A 3.1-magnitude earthquake struck about 45 miles east of San Antonio Tuesday morning, marking the third time a quake was recorded in the region in the past week.
The United States Geological Survey recorded the earthquake just outside the city of Smiley in Gonzales County before 6 a.m. The epicenter of the quake was about 3 miles below the surface, the geological survey said.
An earthquake of this magnitude can range from being felt by only a few people to being noticeably felt, especially by people on the upper floors of buildings, the USGS website says. Anything with a magnitude of 5.5 or higher tends to be more of a concern.

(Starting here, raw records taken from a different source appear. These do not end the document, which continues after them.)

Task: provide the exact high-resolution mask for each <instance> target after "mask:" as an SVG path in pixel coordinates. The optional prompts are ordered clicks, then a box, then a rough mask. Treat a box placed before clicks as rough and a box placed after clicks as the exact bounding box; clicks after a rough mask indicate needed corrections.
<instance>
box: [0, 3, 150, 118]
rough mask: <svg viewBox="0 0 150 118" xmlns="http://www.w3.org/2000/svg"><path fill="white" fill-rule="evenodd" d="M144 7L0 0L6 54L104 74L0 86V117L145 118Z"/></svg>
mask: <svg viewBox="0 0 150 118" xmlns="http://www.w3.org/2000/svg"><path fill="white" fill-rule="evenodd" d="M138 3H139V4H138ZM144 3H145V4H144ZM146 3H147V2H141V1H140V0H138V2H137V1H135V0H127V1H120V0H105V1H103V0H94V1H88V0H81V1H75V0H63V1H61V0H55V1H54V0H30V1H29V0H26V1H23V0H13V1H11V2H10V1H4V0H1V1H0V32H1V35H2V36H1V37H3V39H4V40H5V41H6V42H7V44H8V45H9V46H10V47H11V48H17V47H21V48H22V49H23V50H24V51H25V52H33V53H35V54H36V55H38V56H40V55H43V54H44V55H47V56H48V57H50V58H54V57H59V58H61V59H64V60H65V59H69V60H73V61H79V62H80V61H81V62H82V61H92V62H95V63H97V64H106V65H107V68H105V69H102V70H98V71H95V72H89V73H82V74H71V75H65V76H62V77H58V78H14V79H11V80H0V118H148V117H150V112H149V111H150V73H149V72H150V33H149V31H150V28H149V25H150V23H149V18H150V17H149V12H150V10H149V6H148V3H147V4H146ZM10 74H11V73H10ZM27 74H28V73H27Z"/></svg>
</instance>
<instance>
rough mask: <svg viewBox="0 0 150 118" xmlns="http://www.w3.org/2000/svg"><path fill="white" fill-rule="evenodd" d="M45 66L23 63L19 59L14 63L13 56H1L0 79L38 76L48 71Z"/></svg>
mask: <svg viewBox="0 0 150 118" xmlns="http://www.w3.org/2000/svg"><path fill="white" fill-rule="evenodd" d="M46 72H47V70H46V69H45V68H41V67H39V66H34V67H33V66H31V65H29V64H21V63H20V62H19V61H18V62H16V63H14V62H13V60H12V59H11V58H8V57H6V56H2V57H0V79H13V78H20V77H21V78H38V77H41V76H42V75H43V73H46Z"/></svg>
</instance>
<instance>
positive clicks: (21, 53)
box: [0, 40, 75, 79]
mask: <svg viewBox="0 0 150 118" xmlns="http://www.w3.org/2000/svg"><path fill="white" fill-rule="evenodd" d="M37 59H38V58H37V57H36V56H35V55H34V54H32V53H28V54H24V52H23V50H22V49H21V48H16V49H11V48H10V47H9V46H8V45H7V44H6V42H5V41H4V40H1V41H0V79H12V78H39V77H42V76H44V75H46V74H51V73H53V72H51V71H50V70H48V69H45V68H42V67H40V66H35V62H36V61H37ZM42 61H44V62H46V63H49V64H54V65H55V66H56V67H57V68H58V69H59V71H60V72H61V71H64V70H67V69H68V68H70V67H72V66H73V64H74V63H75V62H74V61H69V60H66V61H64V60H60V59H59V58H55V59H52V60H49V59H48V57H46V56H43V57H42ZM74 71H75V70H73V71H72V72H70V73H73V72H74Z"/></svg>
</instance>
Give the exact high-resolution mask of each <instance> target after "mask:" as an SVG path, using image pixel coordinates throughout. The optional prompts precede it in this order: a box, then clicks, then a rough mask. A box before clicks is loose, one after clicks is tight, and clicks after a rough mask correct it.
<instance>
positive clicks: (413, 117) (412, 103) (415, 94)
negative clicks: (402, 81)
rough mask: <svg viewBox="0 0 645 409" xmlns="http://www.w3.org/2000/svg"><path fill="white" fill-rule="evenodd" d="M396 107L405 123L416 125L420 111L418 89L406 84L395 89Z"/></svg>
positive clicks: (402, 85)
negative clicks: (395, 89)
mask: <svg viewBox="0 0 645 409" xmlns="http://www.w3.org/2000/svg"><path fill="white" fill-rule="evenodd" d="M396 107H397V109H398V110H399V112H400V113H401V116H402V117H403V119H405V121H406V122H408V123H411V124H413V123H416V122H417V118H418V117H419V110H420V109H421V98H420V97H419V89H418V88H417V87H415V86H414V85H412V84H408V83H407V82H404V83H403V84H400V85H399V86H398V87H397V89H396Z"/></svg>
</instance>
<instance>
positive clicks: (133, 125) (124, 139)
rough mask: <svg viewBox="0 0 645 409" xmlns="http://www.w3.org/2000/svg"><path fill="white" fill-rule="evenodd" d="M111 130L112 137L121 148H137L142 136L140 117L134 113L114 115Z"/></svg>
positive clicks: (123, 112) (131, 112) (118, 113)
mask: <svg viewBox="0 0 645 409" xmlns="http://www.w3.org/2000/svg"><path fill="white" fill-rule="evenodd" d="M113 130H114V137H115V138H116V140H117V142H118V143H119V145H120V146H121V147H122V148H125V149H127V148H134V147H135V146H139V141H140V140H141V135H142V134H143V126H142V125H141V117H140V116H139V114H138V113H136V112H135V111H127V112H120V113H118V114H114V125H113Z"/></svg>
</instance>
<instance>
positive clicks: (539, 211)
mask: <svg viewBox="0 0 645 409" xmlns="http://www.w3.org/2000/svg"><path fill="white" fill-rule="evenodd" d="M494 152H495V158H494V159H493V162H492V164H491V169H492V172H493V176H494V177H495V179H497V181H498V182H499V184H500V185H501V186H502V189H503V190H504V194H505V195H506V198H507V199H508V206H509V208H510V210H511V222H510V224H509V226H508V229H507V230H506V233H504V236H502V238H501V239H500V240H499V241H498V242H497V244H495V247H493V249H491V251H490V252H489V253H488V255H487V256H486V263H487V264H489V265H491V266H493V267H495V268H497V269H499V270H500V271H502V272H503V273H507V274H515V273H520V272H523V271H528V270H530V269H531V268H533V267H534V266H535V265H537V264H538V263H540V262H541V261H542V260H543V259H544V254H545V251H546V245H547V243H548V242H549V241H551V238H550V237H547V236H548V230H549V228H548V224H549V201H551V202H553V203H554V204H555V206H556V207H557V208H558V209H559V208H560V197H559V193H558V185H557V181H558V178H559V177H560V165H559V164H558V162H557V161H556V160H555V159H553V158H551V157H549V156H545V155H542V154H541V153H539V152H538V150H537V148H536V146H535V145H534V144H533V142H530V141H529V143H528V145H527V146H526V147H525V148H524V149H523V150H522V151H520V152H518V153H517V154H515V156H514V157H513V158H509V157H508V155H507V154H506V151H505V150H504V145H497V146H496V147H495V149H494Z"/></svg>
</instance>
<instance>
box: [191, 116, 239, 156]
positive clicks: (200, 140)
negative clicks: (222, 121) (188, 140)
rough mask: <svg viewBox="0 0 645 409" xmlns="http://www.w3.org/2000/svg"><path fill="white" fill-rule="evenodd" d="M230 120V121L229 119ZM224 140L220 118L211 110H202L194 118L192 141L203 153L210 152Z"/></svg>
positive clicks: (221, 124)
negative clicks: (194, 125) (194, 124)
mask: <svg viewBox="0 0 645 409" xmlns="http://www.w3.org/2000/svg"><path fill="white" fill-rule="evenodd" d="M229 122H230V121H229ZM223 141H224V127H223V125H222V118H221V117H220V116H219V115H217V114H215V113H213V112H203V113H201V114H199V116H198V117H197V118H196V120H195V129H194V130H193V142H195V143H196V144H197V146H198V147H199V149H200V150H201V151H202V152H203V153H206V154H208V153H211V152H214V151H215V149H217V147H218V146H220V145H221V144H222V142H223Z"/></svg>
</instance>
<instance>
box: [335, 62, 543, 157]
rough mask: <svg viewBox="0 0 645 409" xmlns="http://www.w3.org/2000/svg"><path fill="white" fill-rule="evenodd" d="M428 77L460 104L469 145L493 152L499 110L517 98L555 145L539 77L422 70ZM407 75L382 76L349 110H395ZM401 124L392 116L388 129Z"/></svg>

Don Blakeman, a geophysicist at the USGS' National Earthquake Information Center in Denver, said there's a strong possibility Tuesday morning's earthquake was induced by injections of fracking fluids into the ground, but further study would be needed to know for sure.
"This area, in particular, if you look at it in on Google Earth is just peppered with well pads, lots and lots of oil and gas wells," Blakeman said when reached by phone Wednesday.
The USGS says the largest documented earthquake induced by fluid injection was a 5.8-magnitude quake in central Oklahoma on Sept. 23, 2016. Earthquakes with magnitudes between 4.5 and 5.0 have been induced by fluid injection in Arkansas, Colorado, Kansas and Texas as well.
If you felt this earthquake, the USGS asks that you report it on its website.
An interactive USGS map shows around 50 earthquakes of similar magnitude in the same area of Texas since 1982. The map also shows another 3.1-magnitude earthquake was recorded in nearby Cuero on Sunday.
A 3.0-magnitude quake near Stockdale — about 12 miles from today's event — was recorded last Friday.